21 November 2016

No Good At It

I am often amused at my friends who thank me on Veteran's Day and say that they'd have made awful soldiers themselves.

Like I was a good soldier or something!

I was not a good soldier.  I will admit it.

I was the kind of troop who shined in the field and tarnished in the barracks.

It drove my tank commander and platoon sergeant nuts trying to motivate me.

The thing is, I have too much negative motivation about cleaning my room, mowing the lawn and picking up after other people.

Left to my own devices I trend towards nocturnalism.  The Army is a decidedly morning person on post, but loves to play in the dark in the field.  Which military environment aligns with my interests again?

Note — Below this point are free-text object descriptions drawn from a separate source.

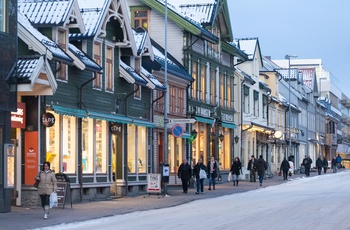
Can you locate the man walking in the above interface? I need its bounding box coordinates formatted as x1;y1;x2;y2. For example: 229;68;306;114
207;156;219;190
177;159;192;193
256;155;267;186
247;155;257;182
280;157;290;180
336;154;342;169
316;156;323;175
332;156;337;173
303;155;312;177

A problem with a peacetime army is hardly any time is spent in the field.  Even some of our "field" time was under normal post schedules; like almost all of gunnery.

A really hilarious thing to me, now, is the person I've become would be a far better soldier than the person I was when I enlisted.  The irony that it's likely because I enlisted that I am this person is not lost on me.

1 comment:

  1. I still thank you. You went and therefore stupid and lazy kids like myself back in those days (well, still stupid and lazy, just no longer a kid) didn't have to. As bad as you might think you were, I can guarantee I'd have been 10 times worse. For most of the reasons you list and many, many more.

    And I understand WHY you'd be a better soldier now than when you enlisted. It is called maturity. I also think that being a father has changed you in ways that probably help. I've not gained much of any of that over the years so I think I'd still be as lousy today as ever.

    But it matters not for me... soldiering is not for old and broken down men, which is what I've become, and have little excuse for.